No abandones, Maggie, se ordenó tratando de mantener la mente alerta. Qué fácil sería dejarse llevar, cerrar los ojos y alejarse de lo que le estaba pasando.

La foto que le había regalado Earl… Había algo en la expresión de Liam: la sonrisa superficial, la sinceridad calculada, la simpatía ensayada…

Tendría que haber adivinado que había algo deshonesto en las repentinas atenciones de Liam. Le cuadraba más haberla abandonado en el cóctel de Nueva York.

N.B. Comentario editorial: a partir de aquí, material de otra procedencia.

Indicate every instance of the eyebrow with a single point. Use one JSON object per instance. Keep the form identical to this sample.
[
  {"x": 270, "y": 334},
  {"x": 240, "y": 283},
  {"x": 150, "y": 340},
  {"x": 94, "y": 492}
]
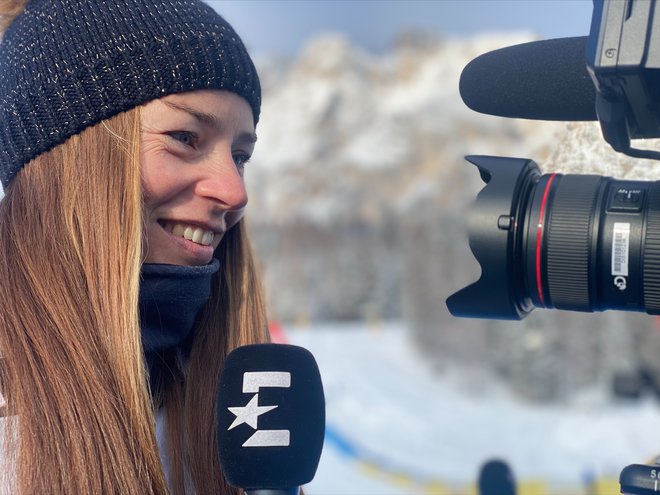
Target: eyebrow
[{"x": 209, "y": 120}]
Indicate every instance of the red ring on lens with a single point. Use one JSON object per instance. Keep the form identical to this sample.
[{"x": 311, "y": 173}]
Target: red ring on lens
[{"x": 539, "y": 238}]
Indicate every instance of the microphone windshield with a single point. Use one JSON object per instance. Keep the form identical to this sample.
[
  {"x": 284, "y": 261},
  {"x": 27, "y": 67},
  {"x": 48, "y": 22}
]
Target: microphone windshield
[
  {"x": 270, "y": 417},
  {"x": 541, "y": 80}
]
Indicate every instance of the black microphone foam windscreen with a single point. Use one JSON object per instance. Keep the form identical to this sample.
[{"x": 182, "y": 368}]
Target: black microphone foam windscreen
[
  {"x": 541, "y": 80},
  {"x": 271, "y": 417}
]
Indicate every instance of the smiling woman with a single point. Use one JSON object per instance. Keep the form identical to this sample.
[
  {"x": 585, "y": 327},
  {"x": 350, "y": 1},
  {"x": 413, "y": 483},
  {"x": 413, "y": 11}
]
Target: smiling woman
[
  {"x": 127, "y": 272},
  {"x": 194, "y": 148}
]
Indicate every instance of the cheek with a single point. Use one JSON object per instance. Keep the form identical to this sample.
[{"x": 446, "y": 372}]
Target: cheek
[{"x": 233, "y": 217}]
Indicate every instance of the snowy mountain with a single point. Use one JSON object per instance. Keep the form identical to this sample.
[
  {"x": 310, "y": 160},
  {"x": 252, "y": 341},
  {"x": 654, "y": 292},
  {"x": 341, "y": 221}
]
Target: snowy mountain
[{"x": 358, "y": 201}]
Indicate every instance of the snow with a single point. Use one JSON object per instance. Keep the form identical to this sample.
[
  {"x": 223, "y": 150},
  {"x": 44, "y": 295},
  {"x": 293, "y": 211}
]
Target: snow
[{"x": 397, "y": 426}]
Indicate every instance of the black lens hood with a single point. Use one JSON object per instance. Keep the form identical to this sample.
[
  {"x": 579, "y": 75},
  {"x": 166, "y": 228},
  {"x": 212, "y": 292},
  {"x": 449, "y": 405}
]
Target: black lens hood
[{"x": 492, "y": 225}]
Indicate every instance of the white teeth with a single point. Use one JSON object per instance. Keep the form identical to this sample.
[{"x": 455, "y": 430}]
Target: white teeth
[
  {"x": 208, "y": 238},
  {"x": 178, "y": 230},
  {"x": 198, "y": 234},
  {"x": 195, "y": 234}
]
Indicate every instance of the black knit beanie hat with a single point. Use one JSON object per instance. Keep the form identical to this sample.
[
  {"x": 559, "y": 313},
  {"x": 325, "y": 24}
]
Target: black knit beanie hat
[{"x": 66, "y": 65}]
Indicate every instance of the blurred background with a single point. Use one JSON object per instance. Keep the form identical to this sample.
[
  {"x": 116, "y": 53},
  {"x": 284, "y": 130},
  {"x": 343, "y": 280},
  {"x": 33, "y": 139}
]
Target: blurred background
[{"x": 358, "y": 194}]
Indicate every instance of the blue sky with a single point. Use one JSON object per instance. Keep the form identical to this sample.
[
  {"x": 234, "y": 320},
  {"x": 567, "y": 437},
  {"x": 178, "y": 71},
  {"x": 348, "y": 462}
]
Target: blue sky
[{"x": 283, "y": 26}]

Recordó la voz de la noche anterior, la voz de Odile Lane que discutía con Liam. Los había oído. Odile estaba asustada. «No puedo seguir haciéndolo —se había quejado—. ¡Estás loco! Me prometiste que venderías la residencia y nos iríamos. Te advertí que Maggie Holloway estaba haciendo demasiadas preguntas».

Todo estaba perfectamente claro.

No podía seguir flexionando la mano. Había llegado el momento de gritar otra vez pidiendo ayuda. Pero su voz era apenas un susurro. Nadie la oiría.

«Mueve la mano… respira despacio», se recordó. Pero su mente volvía atrás, una y otra vez, a la oración que había aprendido de niña: «Jesusito de mi vida…».